I felt him punch my child body in the throat, in the stomach, in the jaw, in the nose. I felt him break my child arm and my child leg. I felt him starve away so much of my life and turn me into a black beast that did nothing but stalk the sidewalk in search of whatever prey he sent me after.
My house was empty. My life was meaningless.
Until Fiona.
She came into my world and turned on all the lights.
She made me realize I could be loved by someone, that I wasn’t doomed to exist solely for death and destruction, that I could be so much more.
I could worship her. I could give her the world.
Evgeni never wanted that for me. He needed me empty.
Fiona only wanted me.
I slammed my foot down on the gas.
Evgeni looked surprised. It was the first time I’d ever seen him shocked.
The expression was like sweet honey on my tongue.
He tried to dive out of the way, but he was too slow. The truck clipped him hard, sent him tumbling. I heard his body bounce off the front, heard him scream in pain.
Maybe he was dead. I didn’t know.
It didn’t matter anymore.
I was breaking free. Shattering the bonds that held me back.
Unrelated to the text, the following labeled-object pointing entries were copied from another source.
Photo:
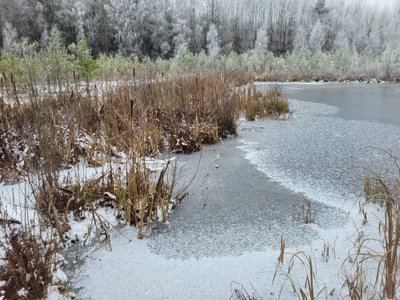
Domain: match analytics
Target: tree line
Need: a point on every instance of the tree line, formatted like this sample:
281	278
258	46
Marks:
159	28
Now there was only Fiona. Wherever she was.
She had to be okay.
I crashed into the SUV, slamming it aside. I jolted forward and barely kept control as I swung out into traffic, the truck rolling up on two wheels. The smell of gasoline and burned tires wafted up into the air as I dropped back down and peeled out, flying fast away from the middle school, away from the slaughter, away from my past, away from the man that abused me and tore me into pieces and wanted me to be grateful for it.
I hoped he was dead.
24
Fiona
We took Connor to a safe house that Juan had right on the edge of Temple University’s campus. He parked out front of a beat-up row home.
Next door, college kids sat on the stoop and smoked cigarettes and drank beer out of brown paper bags.
“Don’t worry about them,” Juan said, waving to the young guys. They waved back awkwardly. “They don’t care about a damn thing so long as I never call the cops on them when they have loud parties.”
“Do you live here?”
“Sometimes, when I need a place to hide out. Mack knows where we’ll be.” Juan looked back at Connor. “You holding up okay?”
“I think so.” Connor did seem better. More lucid at least, though still in bad shape.
“Let’s get you inside.” I climbed out of the car and helped him struggle out of the back seat. The college kids watched impassively, flicking their ashes onto the sidewalk and slugging back their drinks. One of them kept quoting Anchorman, and the others laughed every time.
Juan got the door open. The place smelled like it’d been empty for years, musky and a little cold. I put Connor down on an old brown couch and he sighed with what sounded like genuine pleasure. I put my hand on his forehead and he blinked at me rapidly.
“How’d you do it?” he asked quietly.
“I had a lot of help.”
“Come on, that can’t be it. Did Dad help?”
I clenched my jaw and shook my head. “Nobody in the Doyle family knows you’re still alive.”
His eyes widened. “Really?”
“It was always just me.”
“Wow. I thought… I guess I assumed they’d try to blackmail more people, or that maybe you’d tell someone.”
“I didn’t want them to hurt you.”
“Right. They did anyway.” He closed his eyes.
“I’m so sorry.” I felt tears in my throat.
He opened his eyes again and smiled.
“Don’t be. You saved me. That’s all that matters.”
“Yeah, right, you’re right.”
The sound of a car screaming to a stop outside yanked me up to my feet. Juan stood at the front window, gun out again, and started cursing in Spanish.
I joined him.
A big rental truck idled in the middle of the street and Mack stood next to it, grinning like a maniac.